Boston Business Journal - May 28, 2004 by Richard Fanelli

Measuring square footage is not always an exact science. There are a number of rentable square footage measurement standards commonly used in the commercial real estate market. Each method, if used on the same space, would result in a different rentable square foot number.

The key difference: Some methods benefit the tenant, and some benefit the landlord.

The ANSI/BOMA standard, otherwise known as the BOMA standard, is the prevalent standard for measuring leased office space in the United States. (ANSI is short for the American National Standards Institute and BOMA for the Building Owners and Managers Association.)

BOMA starts with the gross measured area, which is the dominant inside line of the building, which may be the glass line or an inside solid wall of the building. This number is sometimes used as the rentable area of the building for a full building user. For multi-tenant buildings, you start with the inside gross measured area of the building, which is taken from the inside dominant perimeter of the building, usually the inside of the glass wall or the inside of the solid perimeter wall of the building.

To arrive at the floor rentable figure, the major, vertical penetrations -- such as fire stairs, elevators and pipe shafts -- are then subtracted from the gross measured area. The square footage of the building common areas support areas that serve the whole building -- such as the building lobby, elevator lobby, fire pump room, electrical room, the loading dock, fire command room and rear exit corridors -- are prorated throughout the building to the tenants.

Using the BOMA method of measurement, full-floor users would take the total rentable area for the floor, which in their case is the same as the total usable area for the floor, and add their prorated building common area to arrive at their total rentable figure.

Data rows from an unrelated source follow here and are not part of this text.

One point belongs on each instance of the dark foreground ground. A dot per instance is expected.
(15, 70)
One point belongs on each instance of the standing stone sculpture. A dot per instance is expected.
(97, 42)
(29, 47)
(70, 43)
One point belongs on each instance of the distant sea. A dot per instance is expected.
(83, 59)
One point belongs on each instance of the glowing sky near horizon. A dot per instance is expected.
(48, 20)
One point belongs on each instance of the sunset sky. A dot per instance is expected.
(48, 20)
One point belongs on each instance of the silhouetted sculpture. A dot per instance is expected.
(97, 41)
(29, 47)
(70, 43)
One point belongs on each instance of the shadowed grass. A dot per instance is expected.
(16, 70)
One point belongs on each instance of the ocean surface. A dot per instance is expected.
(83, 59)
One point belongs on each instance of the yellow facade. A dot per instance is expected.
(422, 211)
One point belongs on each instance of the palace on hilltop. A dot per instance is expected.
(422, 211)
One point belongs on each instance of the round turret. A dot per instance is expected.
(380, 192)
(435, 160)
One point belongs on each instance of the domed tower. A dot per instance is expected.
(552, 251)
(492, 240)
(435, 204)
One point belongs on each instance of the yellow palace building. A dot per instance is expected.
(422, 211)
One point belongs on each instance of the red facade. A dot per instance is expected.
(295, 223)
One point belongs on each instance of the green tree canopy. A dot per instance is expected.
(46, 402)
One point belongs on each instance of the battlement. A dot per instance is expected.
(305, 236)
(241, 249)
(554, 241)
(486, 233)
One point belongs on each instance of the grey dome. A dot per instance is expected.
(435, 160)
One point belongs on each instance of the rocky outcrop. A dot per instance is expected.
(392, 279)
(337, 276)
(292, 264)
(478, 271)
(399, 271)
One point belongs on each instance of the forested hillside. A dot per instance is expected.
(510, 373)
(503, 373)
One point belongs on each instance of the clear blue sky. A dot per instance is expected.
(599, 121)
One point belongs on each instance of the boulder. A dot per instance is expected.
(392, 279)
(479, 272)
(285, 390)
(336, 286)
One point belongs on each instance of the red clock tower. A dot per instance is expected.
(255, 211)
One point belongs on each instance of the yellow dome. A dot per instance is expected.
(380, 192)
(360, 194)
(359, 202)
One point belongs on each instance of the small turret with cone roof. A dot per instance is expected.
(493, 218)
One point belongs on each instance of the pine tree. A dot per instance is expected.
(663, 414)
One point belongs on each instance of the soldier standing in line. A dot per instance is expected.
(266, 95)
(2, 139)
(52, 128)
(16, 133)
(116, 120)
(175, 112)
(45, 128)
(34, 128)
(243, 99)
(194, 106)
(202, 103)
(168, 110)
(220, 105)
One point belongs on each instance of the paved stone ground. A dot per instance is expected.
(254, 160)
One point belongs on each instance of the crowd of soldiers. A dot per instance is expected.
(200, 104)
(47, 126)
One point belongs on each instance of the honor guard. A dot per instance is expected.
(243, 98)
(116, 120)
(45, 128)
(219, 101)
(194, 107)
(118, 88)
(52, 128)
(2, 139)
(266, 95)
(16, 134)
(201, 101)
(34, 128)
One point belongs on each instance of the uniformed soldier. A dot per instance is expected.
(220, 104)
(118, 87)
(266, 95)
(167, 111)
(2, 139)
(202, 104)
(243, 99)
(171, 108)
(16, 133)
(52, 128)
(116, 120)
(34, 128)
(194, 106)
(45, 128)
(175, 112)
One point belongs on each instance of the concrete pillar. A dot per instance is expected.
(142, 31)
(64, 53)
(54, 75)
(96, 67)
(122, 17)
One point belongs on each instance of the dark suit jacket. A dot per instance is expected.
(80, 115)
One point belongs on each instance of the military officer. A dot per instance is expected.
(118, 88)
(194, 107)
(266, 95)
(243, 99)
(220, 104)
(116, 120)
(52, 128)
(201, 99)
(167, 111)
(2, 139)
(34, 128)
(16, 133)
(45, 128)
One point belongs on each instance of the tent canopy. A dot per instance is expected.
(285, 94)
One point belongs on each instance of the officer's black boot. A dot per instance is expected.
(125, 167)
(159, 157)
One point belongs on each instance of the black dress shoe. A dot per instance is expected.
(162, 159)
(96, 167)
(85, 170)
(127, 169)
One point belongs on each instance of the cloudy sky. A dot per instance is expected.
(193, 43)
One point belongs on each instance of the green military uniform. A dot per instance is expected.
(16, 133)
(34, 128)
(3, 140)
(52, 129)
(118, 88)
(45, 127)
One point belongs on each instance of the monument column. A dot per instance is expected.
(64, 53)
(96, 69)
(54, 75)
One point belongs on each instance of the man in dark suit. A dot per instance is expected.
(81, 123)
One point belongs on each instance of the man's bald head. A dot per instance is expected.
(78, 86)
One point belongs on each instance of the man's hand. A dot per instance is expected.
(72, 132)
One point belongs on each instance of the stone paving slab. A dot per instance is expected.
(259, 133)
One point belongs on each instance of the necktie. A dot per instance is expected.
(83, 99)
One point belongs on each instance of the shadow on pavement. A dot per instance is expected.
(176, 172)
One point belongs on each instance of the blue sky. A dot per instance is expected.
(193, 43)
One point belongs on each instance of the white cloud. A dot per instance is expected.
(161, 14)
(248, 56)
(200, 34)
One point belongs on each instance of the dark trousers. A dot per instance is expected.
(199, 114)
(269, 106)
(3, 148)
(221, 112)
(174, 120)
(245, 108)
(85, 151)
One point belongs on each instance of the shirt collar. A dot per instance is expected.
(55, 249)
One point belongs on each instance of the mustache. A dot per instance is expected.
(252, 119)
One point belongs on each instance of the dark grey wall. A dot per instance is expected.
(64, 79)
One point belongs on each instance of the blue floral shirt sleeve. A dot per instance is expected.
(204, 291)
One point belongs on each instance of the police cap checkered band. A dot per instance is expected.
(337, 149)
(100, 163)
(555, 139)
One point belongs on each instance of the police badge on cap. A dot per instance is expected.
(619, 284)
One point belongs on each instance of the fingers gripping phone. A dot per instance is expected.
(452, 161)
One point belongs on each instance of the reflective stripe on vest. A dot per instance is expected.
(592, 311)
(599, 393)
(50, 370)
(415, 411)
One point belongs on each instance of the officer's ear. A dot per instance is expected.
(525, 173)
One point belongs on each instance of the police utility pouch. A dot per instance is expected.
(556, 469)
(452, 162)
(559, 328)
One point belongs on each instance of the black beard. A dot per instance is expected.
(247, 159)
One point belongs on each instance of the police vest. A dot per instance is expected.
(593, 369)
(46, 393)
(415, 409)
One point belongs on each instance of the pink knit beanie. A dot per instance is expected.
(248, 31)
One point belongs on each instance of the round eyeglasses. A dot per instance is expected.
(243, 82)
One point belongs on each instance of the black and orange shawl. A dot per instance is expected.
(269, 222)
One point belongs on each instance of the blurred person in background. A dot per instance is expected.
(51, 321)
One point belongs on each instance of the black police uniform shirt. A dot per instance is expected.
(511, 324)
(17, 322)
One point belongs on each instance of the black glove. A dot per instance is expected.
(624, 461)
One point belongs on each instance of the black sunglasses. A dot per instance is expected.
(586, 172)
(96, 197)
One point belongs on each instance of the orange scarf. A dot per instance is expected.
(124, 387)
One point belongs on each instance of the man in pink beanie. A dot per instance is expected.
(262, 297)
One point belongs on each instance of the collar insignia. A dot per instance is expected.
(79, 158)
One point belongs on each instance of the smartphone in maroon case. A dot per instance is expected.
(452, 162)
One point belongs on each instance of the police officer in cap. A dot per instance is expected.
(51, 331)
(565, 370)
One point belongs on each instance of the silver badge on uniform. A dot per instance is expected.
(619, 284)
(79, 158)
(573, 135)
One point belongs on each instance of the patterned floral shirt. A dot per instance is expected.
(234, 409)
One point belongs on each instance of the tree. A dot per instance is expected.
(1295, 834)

Multi-tenant-floor tenants would take their total usable square feet and add in their prorated floor common area, or floor rentable-usable (R/U) ratio, which consists of the rentable areas of their floor's building core, elevator lobby and shared common corridor, to arrive at their floor rentable figure. They would then add their prorated building common area, or building R/U ratio, to arrive at a total rentable square footage number.

BOMA certainly isn't the only game in town. Over the past four years, the General Services Administration has adopted what it deems a more "market-friendly" definition of square feet and has adopted a modified BOMA method of measurement. The term "modified" is ambiguous and should always be qualified, since that can make a huge difference in what is considered rentable.

The International Facilities Management Association has developed its own definition of rentable square feet. This method is widely used by facility managers for use in square footage charge-backs to their departments and strategic facility planning as well as to track assignable square footage (the space actually occupied by offices and workstations).

Having two architects measure the same building and coming up with the same rentable square footage number is virtually impossible. There are, however, a number of quality-control measures that should be implemented to ensure that the resulting number is as accurate as possible:

Understand which method of measurement you are using and the definition of what is included, what is excluded and where the measurements are taken from.
Don't scale off old drawings. Get a set of the base building, architectural drawings and also physically measure the space in the field using a laser tape measure for the long dimensions. Sagging tape measures do not result in accurate measurements.
Using computer-aided drafting, input the outside boundaries of the building, based on the field measurements. CAD-input the interior exclusions, such as pipe chases, and major vertical penetrations, such as elevators and stairs, and their surrounding walls.
For multi-tenant floors, determine the shared, floor common area to be measured.
Determine the building common areas, and prorate that number throughout each floor of the building and to each tenant in the building, according to their percentage of the total usable square feet in the building.